Legal & Regulatory

Indictment of Former Westinghouse Executive Charged in Connection with V.C. Summer Nuclear Project Dismissed

Former Westinghouse Electric Co. Senior Vice President Jeffrey A. Benjamin’s motion to dismiss for grand jury bias a federal indictment issued in August 2021 alleging he concealed damaging information concerning the V.C. Summer nuclear expansion project schedule was granted by U.S. District Judge Mary Geiger Lewis on August 2, 2023, in Columbia, South Carolina.

Benjamin had been charged with 16 felony counts, including conspiracy, wire fraud, securities fraud, and causing a publicly traded company to keep a false record, for allegedly failing to truthfully report information regarding construction of new nuclear units at the V.C. Summer nuclear plant.
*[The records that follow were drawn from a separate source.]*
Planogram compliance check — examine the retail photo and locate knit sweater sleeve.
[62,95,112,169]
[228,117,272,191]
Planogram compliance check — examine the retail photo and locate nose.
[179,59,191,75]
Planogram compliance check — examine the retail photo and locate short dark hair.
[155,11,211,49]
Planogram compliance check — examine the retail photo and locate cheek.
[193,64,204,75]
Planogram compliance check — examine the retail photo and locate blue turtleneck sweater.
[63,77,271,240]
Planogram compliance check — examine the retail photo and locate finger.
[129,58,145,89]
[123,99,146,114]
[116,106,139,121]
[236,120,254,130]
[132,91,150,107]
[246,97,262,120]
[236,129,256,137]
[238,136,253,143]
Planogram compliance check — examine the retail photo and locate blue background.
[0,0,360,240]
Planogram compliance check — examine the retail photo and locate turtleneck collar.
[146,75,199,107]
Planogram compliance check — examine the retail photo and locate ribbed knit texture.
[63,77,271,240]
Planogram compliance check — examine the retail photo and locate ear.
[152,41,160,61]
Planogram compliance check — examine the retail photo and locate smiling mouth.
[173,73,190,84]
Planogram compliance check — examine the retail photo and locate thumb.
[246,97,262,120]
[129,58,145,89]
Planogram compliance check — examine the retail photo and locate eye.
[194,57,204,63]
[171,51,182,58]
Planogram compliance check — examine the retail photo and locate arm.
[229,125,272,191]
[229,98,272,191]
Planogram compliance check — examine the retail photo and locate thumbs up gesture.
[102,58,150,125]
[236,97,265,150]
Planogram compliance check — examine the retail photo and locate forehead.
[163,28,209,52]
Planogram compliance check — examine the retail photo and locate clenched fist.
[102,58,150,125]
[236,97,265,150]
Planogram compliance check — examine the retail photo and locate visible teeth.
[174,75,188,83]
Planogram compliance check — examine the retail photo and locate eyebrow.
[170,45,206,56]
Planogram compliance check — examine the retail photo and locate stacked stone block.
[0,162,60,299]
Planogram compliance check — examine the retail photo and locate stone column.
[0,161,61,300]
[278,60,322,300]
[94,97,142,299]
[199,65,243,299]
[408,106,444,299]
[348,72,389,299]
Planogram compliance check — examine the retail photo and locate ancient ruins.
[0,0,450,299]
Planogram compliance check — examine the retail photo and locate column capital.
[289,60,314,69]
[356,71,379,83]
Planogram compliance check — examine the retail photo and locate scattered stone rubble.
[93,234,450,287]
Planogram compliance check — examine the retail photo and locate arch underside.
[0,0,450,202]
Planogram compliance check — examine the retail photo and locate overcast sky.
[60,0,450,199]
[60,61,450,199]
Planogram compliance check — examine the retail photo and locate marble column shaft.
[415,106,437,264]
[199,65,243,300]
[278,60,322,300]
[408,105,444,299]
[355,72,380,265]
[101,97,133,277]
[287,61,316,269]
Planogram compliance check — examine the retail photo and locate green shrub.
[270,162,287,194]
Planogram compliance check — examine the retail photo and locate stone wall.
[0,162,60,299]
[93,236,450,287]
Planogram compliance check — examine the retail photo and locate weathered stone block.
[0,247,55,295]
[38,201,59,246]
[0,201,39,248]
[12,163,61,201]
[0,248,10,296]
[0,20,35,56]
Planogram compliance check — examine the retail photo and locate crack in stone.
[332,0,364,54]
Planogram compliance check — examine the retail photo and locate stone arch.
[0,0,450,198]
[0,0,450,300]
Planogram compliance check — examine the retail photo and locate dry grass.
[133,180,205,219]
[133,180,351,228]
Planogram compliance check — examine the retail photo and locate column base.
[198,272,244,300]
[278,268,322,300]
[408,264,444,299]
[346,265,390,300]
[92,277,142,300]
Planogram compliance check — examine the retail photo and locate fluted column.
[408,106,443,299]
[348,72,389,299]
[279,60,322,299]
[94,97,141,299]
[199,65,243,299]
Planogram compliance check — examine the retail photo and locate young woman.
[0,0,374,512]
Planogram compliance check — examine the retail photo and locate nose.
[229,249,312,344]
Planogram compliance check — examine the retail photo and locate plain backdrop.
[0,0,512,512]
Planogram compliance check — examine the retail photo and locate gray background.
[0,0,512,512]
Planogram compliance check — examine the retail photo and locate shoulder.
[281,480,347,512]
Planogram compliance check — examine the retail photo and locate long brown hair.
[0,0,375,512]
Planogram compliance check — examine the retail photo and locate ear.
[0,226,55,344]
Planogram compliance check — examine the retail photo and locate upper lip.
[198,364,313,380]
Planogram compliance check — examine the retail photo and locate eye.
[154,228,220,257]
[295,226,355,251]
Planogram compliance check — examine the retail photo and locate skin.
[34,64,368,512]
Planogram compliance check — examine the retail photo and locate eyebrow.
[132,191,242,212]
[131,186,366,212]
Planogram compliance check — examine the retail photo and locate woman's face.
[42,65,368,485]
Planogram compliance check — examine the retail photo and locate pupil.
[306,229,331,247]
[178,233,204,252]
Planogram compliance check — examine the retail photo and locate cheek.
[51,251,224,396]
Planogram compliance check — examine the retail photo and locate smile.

After the indictment was issued, Benjamin filed a motion to dismiss it for failure to state an offense. In response, the government indicated it planned to seek a superseding indictment, after which, a grand jury returned a superseding indictment containing the same charges, but some changed language.

The grand jury, however, was drawn from a statewide pool of citizens. Although the grand jurors were told at orientation they could decline to participate in a particular case if they felt they were unable to remain impartial, it appears the government failed to identify and recuse those grand jurors who were ratepayers to the owners—utility companies SCANA and Santee Cooper.

Benjamin argued the court should dismiss the indictment because the grand jury was comprised, at least in part, of victims of his alleged crime, that is, ratepayers, which impermissibly tainted the superseding indictment. The government, however, argued that this was a case of “diffuse public harm”—akin to public corruption or environmental pollution—that fails to disqualify ratepayer grand jurors. Such crimes harm society as a whole, and thus lack specifiable victims.

But the order notes that rather than diffuse harm, in this case, the government specifically alleged significant financial injury to ratepayers. Ratepayers, although a large group, are distinct from the general public. Therefore, the judge granted Benjamin’s motion to dismiss for grand jury bias. Nonetheless, the order also states, “nothing in this opinion precludes the government from properly presenting a new indictment to a grand jury in accordance with the time allowed by statute.”

William M. Sullivan Jr., lead counsel for Benjamin, issued a statement saying: “We are very gratified by Judge Lewis’s lucid and articulate ruling, properly finding under the facts and the Constitution that Mr. Benjamin’s unequivocal Fifth Amendment right to an unbiased grand jury was compromised in this case. We also applaud her recognition that while dismissal is rare, it is also required in matters such as this one where such an extreme Constitutional violation occurred.”